March 10, 2009

Cocktail Talk: Fright

Cornell Woolrich was one of the top crime writers of his time, though he isn’t as super well known as a couple fedora-wearing others (I supposed in-the-know crime buffs are hip to him, but hey, everyone isn’t in the know all the time)–his time being mainly the 1940s and 50s, though he had outlying books from the 1920s until the 1960s. He wrote under some assumed names, wrote literate (and pretty downbeat by and large) crime and noirish numbers, did some time in Hollywood and had movies made from his books and stories (the most cherished being the Hitchcock classic and generally kick-cinematic-ass Rear Window), and then lived the latter part of his life in a seedy hotel in NY next to or with his mother (who never read a word he wrote). I’m a fan. Not of the living in a seedy NY hotel (though maybe that’s okay, too), but of all the books of his I’ve read. Which leads to the following quote, which is from a book called Fright. Originally published in 1950 (with a dandy Hard Case reprint in 2007) under the name George Hopley, it’s not my favorite book by Mr.

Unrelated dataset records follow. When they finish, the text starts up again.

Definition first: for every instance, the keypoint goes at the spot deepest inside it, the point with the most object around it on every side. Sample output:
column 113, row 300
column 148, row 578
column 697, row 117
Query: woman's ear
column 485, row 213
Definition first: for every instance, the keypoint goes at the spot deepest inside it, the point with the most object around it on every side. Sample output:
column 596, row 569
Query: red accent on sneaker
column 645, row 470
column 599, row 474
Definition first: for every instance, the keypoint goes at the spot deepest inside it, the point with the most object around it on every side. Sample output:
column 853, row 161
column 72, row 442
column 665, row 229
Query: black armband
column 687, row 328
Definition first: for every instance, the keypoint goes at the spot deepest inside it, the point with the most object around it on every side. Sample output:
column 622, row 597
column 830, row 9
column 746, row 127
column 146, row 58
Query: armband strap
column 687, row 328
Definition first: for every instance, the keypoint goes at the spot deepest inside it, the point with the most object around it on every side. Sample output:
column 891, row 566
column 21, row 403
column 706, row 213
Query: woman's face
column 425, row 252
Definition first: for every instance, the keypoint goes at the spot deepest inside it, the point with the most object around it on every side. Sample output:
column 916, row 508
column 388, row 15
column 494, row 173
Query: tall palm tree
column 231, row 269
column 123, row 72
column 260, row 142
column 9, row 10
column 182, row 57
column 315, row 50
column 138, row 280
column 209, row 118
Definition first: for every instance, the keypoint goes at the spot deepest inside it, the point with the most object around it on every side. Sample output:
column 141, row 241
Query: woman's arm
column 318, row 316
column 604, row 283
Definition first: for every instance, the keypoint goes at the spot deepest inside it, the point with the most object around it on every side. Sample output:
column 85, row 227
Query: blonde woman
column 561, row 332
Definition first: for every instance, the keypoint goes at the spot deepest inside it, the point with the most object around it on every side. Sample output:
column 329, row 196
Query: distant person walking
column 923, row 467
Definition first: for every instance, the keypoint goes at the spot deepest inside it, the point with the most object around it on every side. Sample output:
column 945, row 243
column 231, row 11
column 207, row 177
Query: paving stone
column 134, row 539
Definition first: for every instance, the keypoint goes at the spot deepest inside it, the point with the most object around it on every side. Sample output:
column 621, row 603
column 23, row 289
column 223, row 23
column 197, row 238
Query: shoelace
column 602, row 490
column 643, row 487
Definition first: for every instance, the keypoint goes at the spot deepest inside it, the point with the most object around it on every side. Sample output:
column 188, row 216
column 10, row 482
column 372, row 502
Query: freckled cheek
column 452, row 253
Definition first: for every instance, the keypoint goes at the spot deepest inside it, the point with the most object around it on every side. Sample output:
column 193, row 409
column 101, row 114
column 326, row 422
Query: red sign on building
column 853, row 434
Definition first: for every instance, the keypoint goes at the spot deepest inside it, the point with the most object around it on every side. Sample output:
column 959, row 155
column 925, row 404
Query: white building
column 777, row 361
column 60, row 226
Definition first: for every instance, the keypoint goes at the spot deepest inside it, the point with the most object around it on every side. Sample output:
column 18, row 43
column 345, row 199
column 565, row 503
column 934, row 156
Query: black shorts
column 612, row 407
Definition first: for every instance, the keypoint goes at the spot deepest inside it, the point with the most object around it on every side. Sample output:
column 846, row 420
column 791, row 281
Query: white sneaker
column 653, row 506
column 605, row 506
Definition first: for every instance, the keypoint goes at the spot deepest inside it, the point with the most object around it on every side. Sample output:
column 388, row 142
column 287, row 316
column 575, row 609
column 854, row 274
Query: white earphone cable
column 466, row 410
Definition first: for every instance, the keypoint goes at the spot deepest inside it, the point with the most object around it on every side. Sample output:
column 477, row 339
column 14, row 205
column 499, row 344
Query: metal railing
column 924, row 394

Woolrich, but the following quote rings right for today, a frigid day in March, a Tuesday (the gloomiest day of the week), a day that would be best spent musing about life while drinking a host of Manhattans.

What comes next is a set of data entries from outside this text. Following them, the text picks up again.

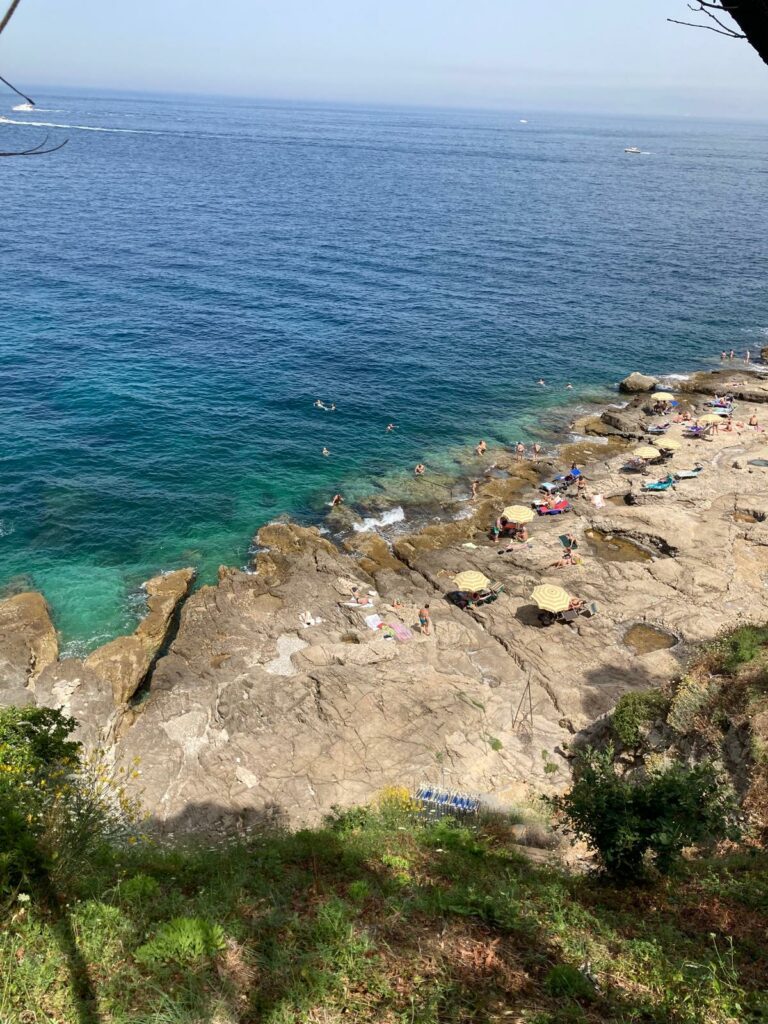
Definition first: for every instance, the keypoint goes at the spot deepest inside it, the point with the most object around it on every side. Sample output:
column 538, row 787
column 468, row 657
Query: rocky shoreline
column 267, row 695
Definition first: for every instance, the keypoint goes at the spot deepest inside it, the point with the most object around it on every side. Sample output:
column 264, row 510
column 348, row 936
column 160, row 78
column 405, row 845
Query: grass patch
column 381, row 918
column 633, row 711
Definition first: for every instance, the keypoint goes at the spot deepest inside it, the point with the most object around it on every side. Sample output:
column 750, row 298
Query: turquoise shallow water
column 177, row 287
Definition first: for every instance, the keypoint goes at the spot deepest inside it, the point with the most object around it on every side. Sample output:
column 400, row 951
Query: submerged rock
column 636, row 383
column 125, row 663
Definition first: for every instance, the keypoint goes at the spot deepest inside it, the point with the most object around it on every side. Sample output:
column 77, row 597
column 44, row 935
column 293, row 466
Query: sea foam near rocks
column 388, row 518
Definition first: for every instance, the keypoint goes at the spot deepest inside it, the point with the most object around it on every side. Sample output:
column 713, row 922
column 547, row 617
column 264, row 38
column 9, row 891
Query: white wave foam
column 387, row 519
column 51, row 124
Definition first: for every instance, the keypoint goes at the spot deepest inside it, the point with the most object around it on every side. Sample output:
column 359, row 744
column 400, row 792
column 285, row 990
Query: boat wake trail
column 50, row 124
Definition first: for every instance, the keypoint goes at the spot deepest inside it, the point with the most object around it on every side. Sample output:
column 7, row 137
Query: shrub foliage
column 631, row 820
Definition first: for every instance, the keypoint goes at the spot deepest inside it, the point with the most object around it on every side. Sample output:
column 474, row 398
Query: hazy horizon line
column 386, row 104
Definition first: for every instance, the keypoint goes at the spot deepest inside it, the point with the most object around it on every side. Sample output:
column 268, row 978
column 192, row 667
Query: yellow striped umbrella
column 471, row 581
column 667, row 443
column 551, row 598
column 646, row 452
column 518, row 513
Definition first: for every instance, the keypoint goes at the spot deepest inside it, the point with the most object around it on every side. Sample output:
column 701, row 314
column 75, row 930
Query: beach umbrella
column 551, row 598
column 646, row 452
column 471, row 581
column 518, row 513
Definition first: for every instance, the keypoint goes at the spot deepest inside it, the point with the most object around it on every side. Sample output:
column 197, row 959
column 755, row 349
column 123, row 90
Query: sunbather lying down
column 568, row 558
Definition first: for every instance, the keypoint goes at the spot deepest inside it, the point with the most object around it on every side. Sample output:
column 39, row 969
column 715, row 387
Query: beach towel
column 402, row 633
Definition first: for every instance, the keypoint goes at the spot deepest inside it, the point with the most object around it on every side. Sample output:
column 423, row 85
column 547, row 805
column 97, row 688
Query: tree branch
column 17, row 91
column 9, row 14
column 721, row 32
column 702, row 8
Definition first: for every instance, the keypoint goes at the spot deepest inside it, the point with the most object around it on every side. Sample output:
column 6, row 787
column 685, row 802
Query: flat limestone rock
column 28, row 639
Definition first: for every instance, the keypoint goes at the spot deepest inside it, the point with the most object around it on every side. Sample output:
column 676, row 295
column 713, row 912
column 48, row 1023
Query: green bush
column 567, row 981
column 630, row 819
column 182, row 940
column 55, row 808
column 740, row 646
column 634, row 711
column 140, row 889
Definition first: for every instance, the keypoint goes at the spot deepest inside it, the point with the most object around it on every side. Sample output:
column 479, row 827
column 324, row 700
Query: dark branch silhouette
column 751, row 18
column 8, row 14
column 34, row 151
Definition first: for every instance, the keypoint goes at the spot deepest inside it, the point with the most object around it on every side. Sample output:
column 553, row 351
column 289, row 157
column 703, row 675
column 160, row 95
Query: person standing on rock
column 425, row 622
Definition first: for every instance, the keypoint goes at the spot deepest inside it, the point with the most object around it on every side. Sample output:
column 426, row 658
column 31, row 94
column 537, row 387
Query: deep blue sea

Sometimes they were like pinwheels, revolving around a single colored center. The bright red cherry of a Manhattan. He must have been looking straight down into his own glass when that happened. He was on Manhattans.


— Cornell Woolrich, Fright

August 26, 2008

Cocktail Talk: Murder With Pictures

Not the best pocket book ever, but still worth a read (and the cover is sweet, with the tag line “the girl stepped over the edge of the tub”), George Harmon Coxe’s Murder with Pictures is a “Kent Murdock Mystery.” Kent’s a photographer, who solves a bit of crime on the side. You could do that in the 1930s. Here are two quotes from the book, both of which are worth repeating.

“A hot bath, a cocktail, and a change of clothes–these made a difference.”

“She contemplated the dress a moment, then stepped over to the bedside table and picked up the cocktail shaker, a severe cylinder on chromium and black enamel. She shook it five or six times, poured dark red liquid into the single silver cocktail cup. Manhattan’s were her favorite. But she had to be careful.”